May 14th to May 20th marks Mental Health Awareness Week 2018. Everywhere around the UK, people will be doing their part to raise awareness of the trials and tribulations of poor mental health.
This year sees one of the biggest pushes towards PMH. Something many endure over the course of their life, including – and especially – in the workplace.
Not only a serious issue when it comes to employee wellbeing but the effects can severely impact motivation, productivity and ultimately the performance of your organisation. In 2016/2017, 526,000 workers suffered from depression or anxiety. Equally worrying an estimated 12.5 million working days were lost due to work-related stress, depression or anxiety in 2017.
For the most part, employers are empathetic toward mental health issues. However, the stigma surrounding mental health still stands. A YouGov report published in 2017 revealed that in 2016, 9% of employees faced dismissal or disciplinary action for disclosing their mental illness. By 2017, that number had risen to 15%.

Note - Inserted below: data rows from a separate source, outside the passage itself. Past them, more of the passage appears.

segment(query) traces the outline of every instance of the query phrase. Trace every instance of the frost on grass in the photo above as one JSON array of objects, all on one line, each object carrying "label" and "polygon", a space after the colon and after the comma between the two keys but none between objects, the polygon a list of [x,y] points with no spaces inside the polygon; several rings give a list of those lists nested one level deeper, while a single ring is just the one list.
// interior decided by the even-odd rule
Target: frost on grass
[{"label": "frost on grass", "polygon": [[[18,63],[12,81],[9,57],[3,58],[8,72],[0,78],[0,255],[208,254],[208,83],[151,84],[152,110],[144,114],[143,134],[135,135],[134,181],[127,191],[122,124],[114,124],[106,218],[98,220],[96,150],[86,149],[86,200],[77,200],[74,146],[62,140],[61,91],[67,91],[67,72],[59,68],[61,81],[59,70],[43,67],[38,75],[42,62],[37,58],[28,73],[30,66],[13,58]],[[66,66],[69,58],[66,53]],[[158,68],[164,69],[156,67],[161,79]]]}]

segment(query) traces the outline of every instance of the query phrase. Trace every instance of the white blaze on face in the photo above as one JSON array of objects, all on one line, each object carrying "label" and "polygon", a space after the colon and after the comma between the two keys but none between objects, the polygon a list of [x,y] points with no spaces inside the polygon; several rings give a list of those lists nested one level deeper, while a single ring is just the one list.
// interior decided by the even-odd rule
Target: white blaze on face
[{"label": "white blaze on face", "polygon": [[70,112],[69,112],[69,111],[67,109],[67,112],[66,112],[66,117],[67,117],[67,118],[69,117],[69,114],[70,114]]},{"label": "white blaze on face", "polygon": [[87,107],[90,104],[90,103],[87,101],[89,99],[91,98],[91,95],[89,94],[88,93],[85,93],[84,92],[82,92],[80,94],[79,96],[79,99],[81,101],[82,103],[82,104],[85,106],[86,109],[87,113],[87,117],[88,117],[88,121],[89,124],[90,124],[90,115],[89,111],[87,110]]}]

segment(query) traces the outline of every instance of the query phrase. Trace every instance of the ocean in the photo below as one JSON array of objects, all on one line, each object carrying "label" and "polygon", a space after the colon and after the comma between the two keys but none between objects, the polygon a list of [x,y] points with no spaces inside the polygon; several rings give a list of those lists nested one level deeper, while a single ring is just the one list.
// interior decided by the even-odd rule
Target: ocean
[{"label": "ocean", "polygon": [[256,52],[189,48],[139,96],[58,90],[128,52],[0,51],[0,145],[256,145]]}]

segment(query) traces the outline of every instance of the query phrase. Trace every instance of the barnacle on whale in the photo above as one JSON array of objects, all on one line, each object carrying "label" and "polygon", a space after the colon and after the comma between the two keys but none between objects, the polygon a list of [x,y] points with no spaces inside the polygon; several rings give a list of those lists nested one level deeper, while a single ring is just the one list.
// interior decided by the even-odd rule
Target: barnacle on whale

It's never been more important for businesses to make positive strides to destigmatise poor mental health in the workplace. Company culture and leadership are key components to a mental health friendly business. To move forward senior leadership, HR and management need to work collaboratively to set the precedent, be well informed and willing to implement policies that make employees aware of available support.
According to research from the Mental Health Foundation, only 25% of those surveyed believed that their current policies and procedures supported employee mental health.
Management are the first line of defense for mental health and there are a number of ways in which they can work inside of their usual policy parameters to promote a positive work-life-balance. Simple things such as; ensuring their employees take their lunch break and leave work on time can play a massive part in employees wellbeing.
By promoting peer-to-peer communication senior leadership and HR can improve the business culture and help employees build stronger, more open working relationships. Having someone to talk to can make all the difference in dark times.
Employee Experience Platforms are becoming ever more popular among large organisations who have a number of locations and/or a large amount of remote workers. EEP's enable you to widen employee communication, boost engagement and add to the overall employee experience.
This can be particularly important in the case of the remote worker where they have little communication with the business and many of it's employees. EEP's can also hold and store documents relating to mental health for employees to readily access whenever they need, discreetly without raising alarm.
However you plan to promote positive mental health in the business it's clear that employees want to see changes. They want to feel supported and in return you can benefit from a happier, more productive and engaged workforce as a consequence.